Kumho group promises to end tire unit's credit crisis by next March

By Lim Chang-won Posted : September 14, 2017, 15:40 Updated : September 14, 2017, 15:40

[Courtesy Kumho Tire]


The operator of South Korea's second flag carrier, Asiana Airlines, made a fresh pledge to take its hands off the process of selling Kumho Tire if it fails to normalize the operation of the troubled tire maker through a self-rescue package submitted to creditors.

The pledge comes amid growing doubts over the self-rescue plan presented by Kumho Asiana Group chairman Park Sam-koo this week that followed a broken deal between creditors and China's Doublestar. Creditors have failed to skim Park's influence from Kumho Tire and put it under a new and financially sound owner. 
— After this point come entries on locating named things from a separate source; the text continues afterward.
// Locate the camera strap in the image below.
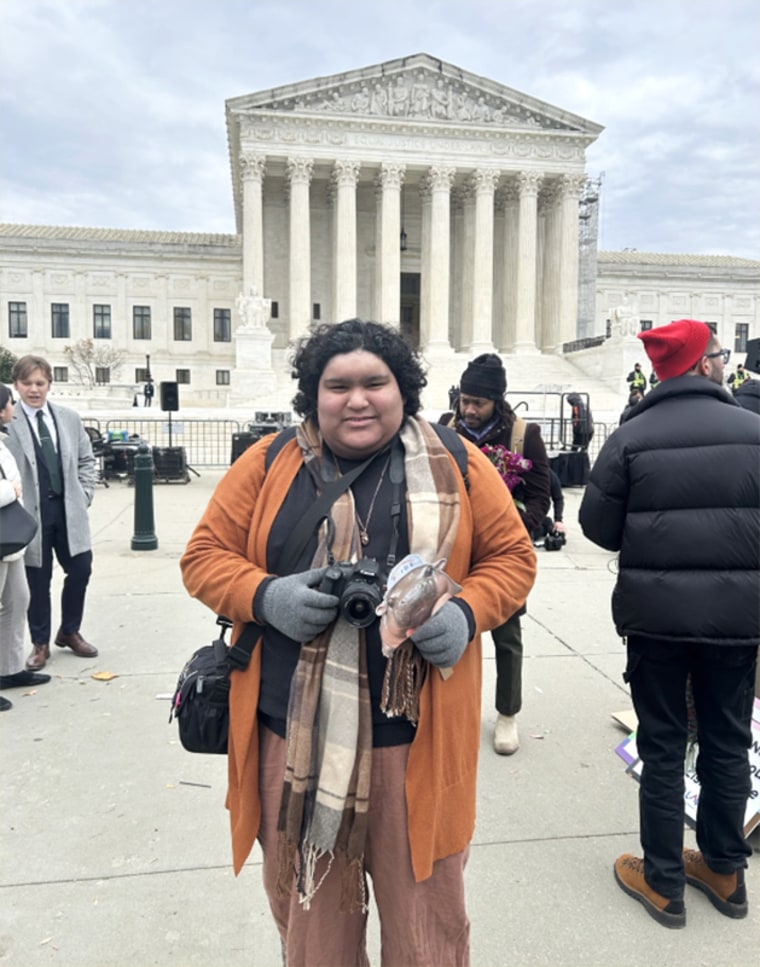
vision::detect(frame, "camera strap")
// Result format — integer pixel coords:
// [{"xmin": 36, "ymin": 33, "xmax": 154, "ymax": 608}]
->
[{"xmin": 278, "ymin": 450, "xmax": 387, "ymax": 574}]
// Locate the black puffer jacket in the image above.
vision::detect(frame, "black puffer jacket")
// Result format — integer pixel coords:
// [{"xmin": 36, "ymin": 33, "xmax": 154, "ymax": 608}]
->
[{"xmin": 579, "ymin": 376, "xmax": 760, "ymax": 645}]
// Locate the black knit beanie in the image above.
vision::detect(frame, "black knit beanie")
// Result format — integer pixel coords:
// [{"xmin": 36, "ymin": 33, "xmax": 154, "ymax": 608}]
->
[{"xmin": 459, "ymin": 353, "xmax": 507, "ymax": 400}]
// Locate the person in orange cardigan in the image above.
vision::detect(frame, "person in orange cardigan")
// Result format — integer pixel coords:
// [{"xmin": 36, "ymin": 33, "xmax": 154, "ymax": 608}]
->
[{"xmin": 181, "ymin": 319, "xmax": 536, "ymax": 967}]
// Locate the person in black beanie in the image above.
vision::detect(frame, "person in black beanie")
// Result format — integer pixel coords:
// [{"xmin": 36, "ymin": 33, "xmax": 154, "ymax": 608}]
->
[{"xmin": 440, "ymin": 353, "xmax": 550, "ymax": 755}]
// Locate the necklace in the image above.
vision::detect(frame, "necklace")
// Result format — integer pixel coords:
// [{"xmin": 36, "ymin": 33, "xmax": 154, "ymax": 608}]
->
[{"xmin": 354, "ymin": 455, "xmax": 391, "ymax": 547}]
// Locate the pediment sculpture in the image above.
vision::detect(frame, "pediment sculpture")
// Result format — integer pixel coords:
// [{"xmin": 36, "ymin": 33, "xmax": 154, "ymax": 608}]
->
[{"xmin": 259, "ymin": 69, "xmax": 570, "ymax": 130}]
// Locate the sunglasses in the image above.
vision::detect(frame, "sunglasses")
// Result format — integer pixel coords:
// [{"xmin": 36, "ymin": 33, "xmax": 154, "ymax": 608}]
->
[{"xmin": 705, "ymin": 349, "xmax": 731, "ymax": 363}]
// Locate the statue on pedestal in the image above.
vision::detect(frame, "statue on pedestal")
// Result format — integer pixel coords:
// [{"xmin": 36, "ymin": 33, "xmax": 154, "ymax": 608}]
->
[
  {"xmin": 235, "ymin": 285, "xmax": 272, "ymax": 332},
  {"xmin": 611, "ymin": 296, "xmax": 641, "ymax": 336}
]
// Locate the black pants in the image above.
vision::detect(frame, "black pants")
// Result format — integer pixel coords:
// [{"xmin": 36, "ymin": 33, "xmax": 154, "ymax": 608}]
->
[
  {"xmin": 624, "ymin": 637, "xmax": 757, "ymax": 900},
  {"xmin": 491, "ymin": 608, "xmax": 525, "ymax": 715},
  {"xmin": 26, "ymin": 497, "xmax": 92, "ymax": 645}
]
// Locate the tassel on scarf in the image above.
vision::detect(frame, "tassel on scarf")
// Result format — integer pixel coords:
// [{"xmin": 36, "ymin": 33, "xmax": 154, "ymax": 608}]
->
[{"xmin": 380, "ymin": 638, "xmax": 427, "ymax": 725}]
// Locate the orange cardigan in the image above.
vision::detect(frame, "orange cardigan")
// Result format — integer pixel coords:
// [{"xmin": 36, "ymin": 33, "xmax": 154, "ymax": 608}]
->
[{"xmin": 180, "ymin": 436, "xmax": 536, "ymax": 882}]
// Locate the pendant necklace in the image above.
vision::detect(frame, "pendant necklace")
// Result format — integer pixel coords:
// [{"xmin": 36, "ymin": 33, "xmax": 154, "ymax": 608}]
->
[{"xmin": 354, "ymin": 455, "xmax": 391, "ymax": 547}]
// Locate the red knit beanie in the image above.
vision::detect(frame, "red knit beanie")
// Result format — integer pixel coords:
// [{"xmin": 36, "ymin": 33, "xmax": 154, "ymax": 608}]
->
[{"xmin": 636, "ymin": 319, "xmax": 713, "ymax": 379}]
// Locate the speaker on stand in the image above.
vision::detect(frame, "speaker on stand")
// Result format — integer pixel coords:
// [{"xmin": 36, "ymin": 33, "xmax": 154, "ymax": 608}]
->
[{"xmin": 153, "ymin": 381, "xmax": 200, "ymax": 483}]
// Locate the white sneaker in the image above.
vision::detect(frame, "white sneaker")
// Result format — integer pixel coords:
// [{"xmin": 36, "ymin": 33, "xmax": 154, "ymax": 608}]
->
[{"xmin": 493, "ymin": 713, "xmax": 520, "ymax": 755}]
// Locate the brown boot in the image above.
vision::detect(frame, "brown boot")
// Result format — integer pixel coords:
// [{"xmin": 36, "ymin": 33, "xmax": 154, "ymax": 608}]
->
[
  {"xmin": 683, "ymin": 849, "xmax": 748, "ymax": 920},
  {"xmin": 26, "ymin": 645, "xmax": 50, "ymax": 672},
  {"xmin": 55, "ymin": 629, "xmax": 98, "ymax": 658},
  {"xmin": 614, "ymin": 853, "xmax": 686, "ymax": 929}
]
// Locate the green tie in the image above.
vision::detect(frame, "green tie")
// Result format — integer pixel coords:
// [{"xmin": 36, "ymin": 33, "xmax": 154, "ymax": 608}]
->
[{"xmin": 37, "ymin": 410, "xmax": 63, "ymax": 494}]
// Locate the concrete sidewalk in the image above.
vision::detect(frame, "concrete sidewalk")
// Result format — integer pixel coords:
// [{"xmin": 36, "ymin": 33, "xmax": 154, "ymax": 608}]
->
[{"xmin": 0, "ymin": 468, "xmax": 760, "ymax": 967}]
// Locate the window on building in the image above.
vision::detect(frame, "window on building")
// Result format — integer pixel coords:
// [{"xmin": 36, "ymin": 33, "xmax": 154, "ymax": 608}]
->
[
  {"xmin": 8, "ymin": 302, "xmax": 29, "ymax": 339},
  {"xmin": 50, "ymin": 302, "xmax": 70, "ymax": 339},
  {"xmin": 214, "ymin": 309, "xmax": 232, "ymax": 342},
  {"xmin": 132, "ymin": 306, "xmax": 150, "ymax": 339},
  {"xmin": 734, "ymin": 322, "xmax": 749, "ymax": 353},
  {"xmin": 92, "ymin": 306, "xmax": 111, "ymax": 339},
  {"xmin": 174, "ymin": 306, "xmax": 193, "ymax": 342}
]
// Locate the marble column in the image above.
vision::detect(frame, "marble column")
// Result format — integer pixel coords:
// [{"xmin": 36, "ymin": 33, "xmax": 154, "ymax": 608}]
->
[
  {"xmin": 420, "ymin": 166, "xmax": 455, "ymax": 352},
  {"xmin": 374, "ymin": 162, "xmax": 406, "ymax": 326},
  {"xmin": 449, "ymin": 188, "xmax": 465, "ymax": 350},
  {"xmin": 333, "ymin": 159, "xmax": 361, "ymax": 322},
  {"xmin": 536, "ymin": 181, "xmax": 562, "ymax": 353},
  {"xmin": 513, "ymin": 171, "xmax": 543, "ymax": 353},
  {"xmin": 287, "ymin": 158, "xmax": 314, "ymax": 340},
  {"xmin": 459, "ymin": 180, "xmax": 475, "ymax": 352},
  {"xmin": 556, "ymin": 175, "xmax": 586, "ymax": 352},
  {"xmin": 494, "ymin": 179, "xmax": 520, "ymax": 353},
  {"xmin": 240, "ymin": 154, "xmax": 266, "ymax": 295},
  {"xmin": 469, "ymin": 168, "xmax": 500, "ymax": 356}
]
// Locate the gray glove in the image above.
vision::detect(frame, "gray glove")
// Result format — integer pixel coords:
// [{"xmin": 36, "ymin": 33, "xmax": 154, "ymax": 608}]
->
[
  {"xmin": 412, "ymin": 601, "xmax": 470, "ymax": 668},
  {"xmin": 259, "ymin": 567, "xmax": 338, "ymax": 642}
]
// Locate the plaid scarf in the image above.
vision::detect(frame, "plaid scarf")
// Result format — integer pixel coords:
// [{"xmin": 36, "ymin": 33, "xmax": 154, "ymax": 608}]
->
[{"xmin": 277, "ymin": 418, "xmax": 459, "ymax": 910}]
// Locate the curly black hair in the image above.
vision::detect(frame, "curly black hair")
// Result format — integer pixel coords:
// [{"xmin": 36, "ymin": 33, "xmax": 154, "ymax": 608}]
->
[{"xmin": 292, "ymin": 319, "xmax": 427, "ymax": 421}]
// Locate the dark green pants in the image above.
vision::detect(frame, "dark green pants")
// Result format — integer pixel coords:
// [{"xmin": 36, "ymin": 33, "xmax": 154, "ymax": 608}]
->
[{"xmin": 491, "ymin": 614, "xmax": 522, "ymax": 715}]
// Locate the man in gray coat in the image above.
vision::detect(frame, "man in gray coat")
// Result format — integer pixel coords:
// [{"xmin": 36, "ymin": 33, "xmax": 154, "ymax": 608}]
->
[{"xmin": 7, "ymin": 356, "xmax": 98, "ymax": 671}]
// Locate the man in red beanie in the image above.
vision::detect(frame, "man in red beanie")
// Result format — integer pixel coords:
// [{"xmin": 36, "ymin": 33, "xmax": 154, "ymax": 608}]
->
[
  {"xmin": 580, "ymin": 319, "xmax": 760, "ymax": 927},
  {"xmin": 441, "ymin": 353, "xmax": 551, "ymax": 755}
]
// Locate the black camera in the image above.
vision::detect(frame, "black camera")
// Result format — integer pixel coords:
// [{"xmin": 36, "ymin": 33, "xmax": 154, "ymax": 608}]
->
[
  {"xmin": 319, "ymin": 557, "xmax": 386, "ymax": 628},
  {"xmin": 544, "ymin": 528, "xmax": 567, "ymax": 551}
]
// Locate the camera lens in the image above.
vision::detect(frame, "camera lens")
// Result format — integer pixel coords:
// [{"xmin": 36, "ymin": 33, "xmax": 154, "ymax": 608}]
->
[{"xmin": 340, "ymin": 582, "xmax": 383, "ymax": 628}]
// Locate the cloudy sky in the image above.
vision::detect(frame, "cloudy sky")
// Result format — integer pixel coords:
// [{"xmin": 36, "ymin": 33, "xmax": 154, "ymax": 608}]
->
[{"xmin": 0, "ymin": 0, "xmax": 760, "ymax": 259}]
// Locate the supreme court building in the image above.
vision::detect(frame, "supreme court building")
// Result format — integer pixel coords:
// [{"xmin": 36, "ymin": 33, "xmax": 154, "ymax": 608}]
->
[{"xmin": 0, "ymin": 54, "xmax": 758, "ymax": 405}]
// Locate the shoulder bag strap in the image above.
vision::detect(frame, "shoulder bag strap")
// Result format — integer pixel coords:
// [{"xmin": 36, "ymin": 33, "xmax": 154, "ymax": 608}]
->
[{"xmin": 509, "ymin": 416, "xmax": 528, "ymax": 456}]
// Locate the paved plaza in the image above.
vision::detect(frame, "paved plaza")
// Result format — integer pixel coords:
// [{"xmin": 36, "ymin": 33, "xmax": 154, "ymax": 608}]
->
[{"xmin": 0, "ymin": 467, "xmax": 760, "ymax": 967}]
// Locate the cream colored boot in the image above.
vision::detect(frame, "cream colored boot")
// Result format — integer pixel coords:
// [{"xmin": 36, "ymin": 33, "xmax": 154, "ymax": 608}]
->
[{"xmin": 493, "ymin": 713, "xmax": 520, "ymax": 755}]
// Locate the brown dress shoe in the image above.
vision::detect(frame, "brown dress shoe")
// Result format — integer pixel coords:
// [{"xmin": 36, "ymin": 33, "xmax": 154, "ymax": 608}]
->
[
  {"xmin": 26, "ymin": 645, "xmax": 50, "ymax": 672},
  {"xmin": 55, "ymin": 631, "xmax": 98, "ymax": 658}
]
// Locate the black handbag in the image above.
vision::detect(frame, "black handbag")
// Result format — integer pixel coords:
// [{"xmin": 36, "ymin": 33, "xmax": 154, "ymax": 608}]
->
[
  {"xmin": 0, "ymin": 467, "xmax": 37, "ymax": 558},
  {"xmin": 169, "ymin": 615, "xmax": 261, "ymax": 755}
]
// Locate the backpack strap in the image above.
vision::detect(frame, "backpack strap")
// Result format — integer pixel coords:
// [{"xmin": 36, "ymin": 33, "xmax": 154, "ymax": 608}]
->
[
  {"xmin": 509, "ymin": 416, "xmax": 528, "ymax": 456},
  {"xmin": 430, "ymin": 423, "xmax": 470, "ymax": 493}
]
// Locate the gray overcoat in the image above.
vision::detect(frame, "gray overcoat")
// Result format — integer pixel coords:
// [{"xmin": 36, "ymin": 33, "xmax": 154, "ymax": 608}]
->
[{"xmin": 6, "ymin": 401, "xmax": 96, "ymax": 567}]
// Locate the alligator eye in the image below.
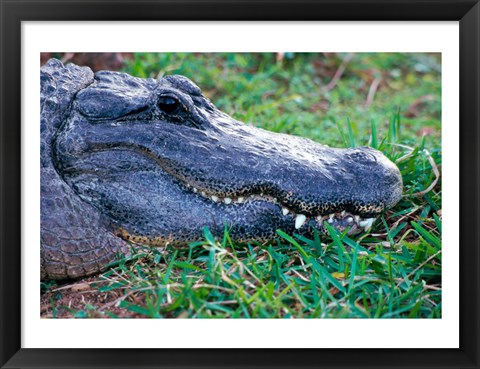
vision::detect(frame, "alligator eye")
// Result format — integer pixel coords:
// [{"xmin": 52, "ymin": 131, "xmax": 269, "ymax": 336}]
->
[{"xmin": 158, "ymin": 96, "xmax": 180, "ymax": 113}]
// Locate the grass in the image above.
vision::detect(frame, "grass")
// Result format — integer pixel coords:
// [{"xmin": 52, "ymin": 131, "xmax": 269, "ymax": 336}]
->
[{"xmin": 42, "ymin": 53, "xmax": 442, "ymax": 318}]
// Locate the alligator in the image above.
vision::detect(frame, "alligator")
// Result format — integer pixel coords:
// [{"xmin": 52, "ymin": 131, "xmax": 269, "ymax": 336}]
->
[{"xmin": 40, "ymin": 59, "xmax": 402, "ymax": 279}]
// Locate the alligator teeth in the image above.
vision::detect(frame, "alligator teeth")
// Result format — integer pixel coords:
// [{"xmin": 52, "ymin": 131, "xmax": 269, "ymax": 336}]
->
[
  {"xmin": 358, "ymin": 218, "xmax": 375, "ymax": 231},
  {"xmin": 295, "ymin": 214, "xmax": 307, "ymax": 229}
]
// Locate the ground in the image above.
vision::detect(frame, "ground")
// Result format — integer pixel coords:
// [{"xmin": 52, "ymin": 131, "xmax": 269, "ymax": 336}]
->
[{"xmin": 41, "ymin": 53, "xmax": 442, "ymax": 318}]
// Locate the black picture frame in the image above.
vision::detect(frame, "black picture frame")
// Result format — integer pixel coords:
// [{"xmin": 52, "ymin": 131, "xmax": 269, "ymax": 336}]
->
[{"xmin": 0, "ymin": 0, "xmax": 480, "ymax": 368}]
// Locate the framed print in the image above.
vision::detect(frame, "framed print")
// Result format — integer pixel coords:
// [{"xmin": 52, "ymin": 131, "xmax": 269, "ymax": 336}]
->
[{"xmin": 0, "ymin": 0, "xmax": 480, "ymax": 368}]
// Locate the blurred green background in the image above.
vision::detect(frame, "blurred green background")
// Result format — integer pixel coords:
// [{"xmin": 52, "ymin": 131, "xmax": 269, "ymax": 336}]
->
[{"xmin": 123, "ymin": 53, "xmax": 441, "ymax": 148}]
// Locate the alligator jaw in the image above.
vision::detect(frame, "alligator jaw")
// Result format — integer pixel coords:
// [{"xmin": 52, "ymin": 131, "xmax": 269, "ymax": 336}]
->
[{"xmin": 54, "ymin": 74, "xmax": 402, "ymax": 244}]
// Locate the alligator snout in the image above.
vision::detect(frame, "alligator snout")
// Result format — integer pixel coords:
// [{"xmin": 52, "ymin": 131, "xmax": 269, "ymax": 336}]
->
[{"xmin": 54, "ymin": 72, "xmax": 402, "ymax": 244}]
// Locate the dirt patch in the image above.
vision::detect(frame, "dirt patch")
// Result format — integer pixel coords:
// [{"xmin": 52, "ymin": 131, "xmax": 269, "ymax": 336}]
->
[{"xmin": 40, "ymin": 276, "xmax": 142, "ymax": 319}]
The group said in a statement that it would completely give up its right to buy back and regain the management of Kumho Tire unless it escapes from a credit crisis through asset sales and capital increase by March next year.

Kumho Asiana promised to issue new shares through private equity funds by the end of this year. The group said it's in talks with potential investors to sell a stake in assets in China by March next year.

The group reportedly hopes to raise some 630 billion won (557 million US dollars), including the sale of a 4.4 percent stake in Daewoo Engineering & Construction for 130 billion won, a capital increase worth 200 billion won and the disposal of assets in China.

Creditors have expressed doubts about the group's financial ability to bail out the tire unit saddled with a total debt of 2.7 trillion won.

Doublestar agreed in March to secure a 42.01 percent stake in Kumho Tire for 955 billion won, but the deal faltered because of disputes over job security, the use of Kumho's brand and other thorny issues. Creditors rejected a requested price cut by 16 percent to 800 billion won and warned of court receivership.

Kumho Tire with plants in China, Vietnam, and the United States was put under a debt workout program in December 2009 due to a severe liquidity crunch. The company graduated from the program in late 2014, but sales fell sharply in China this year amid a row over a US missile shield.

Park has been accused of causing Kumo Tire's liquidity crisis with mismanagement. However, community people have supported Park's claim that the country's second-largest tire maker should not be turned over to a foreign company especially from China.